The lower confidence intervals were similar in all groups, ranging between 87 and 93 per cent. Therefore, a MHR of 90 per cent or more is a reasonable approximation of the 90 per cent confidence limit across age groups. Using each group's individual limit would provide more accurate results when examining foveal function in the age group of six to10 years. The test was designed to reveal subtle defects of foveal function and therefore we suggest that the median MHR for specific ages should be used as normal/abnormal cut-off values if other signs of abnormal visual function and/or structure have been found.
The principles for the MHR are uncomplicated and easy to understand, even for a child; however, judging from the test versus retest results, a test run is crucial. Furthermore, we believe that the RFT should not be used as a ‘stand alone’ test for screening of visual function in children, but rather as an indication for the need of further investigations and/or follow up. Even if these data support the use of the RFT in the examination of children's foveal function, the specificity and sensitivity of the test in the detection of decreased foveal function among children must be evaluated to fully understand the potential of the RFT in clinical settings.
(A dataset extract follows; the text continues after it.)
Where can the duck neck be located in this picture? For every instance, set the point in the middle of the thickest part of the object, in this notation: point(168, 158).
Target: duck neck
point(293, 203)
Based on previous results,11,15 the RFT should be considered as a technique that has the potential to give important information regarding foveal function in conditions where more advanced electrophysiological examinations and more demanding microperimetric tests would be of interest. The RFT could easily be incorporated in any ophthalmological or optometric setting in contrast with more expensive techniques like electrophysiology or scanning laser ophthalmoscopy (an example of an established microperimetric test). The main interest of the present study was to evaluate the acceptance of the RFT among children in different age groups and to determine normative data for these groups. We believe that the RFT could be used as an indicator of the need for further investigation when VA is normal but there are subjective symptoms or other visible structural changes detected ophthalmoscopically.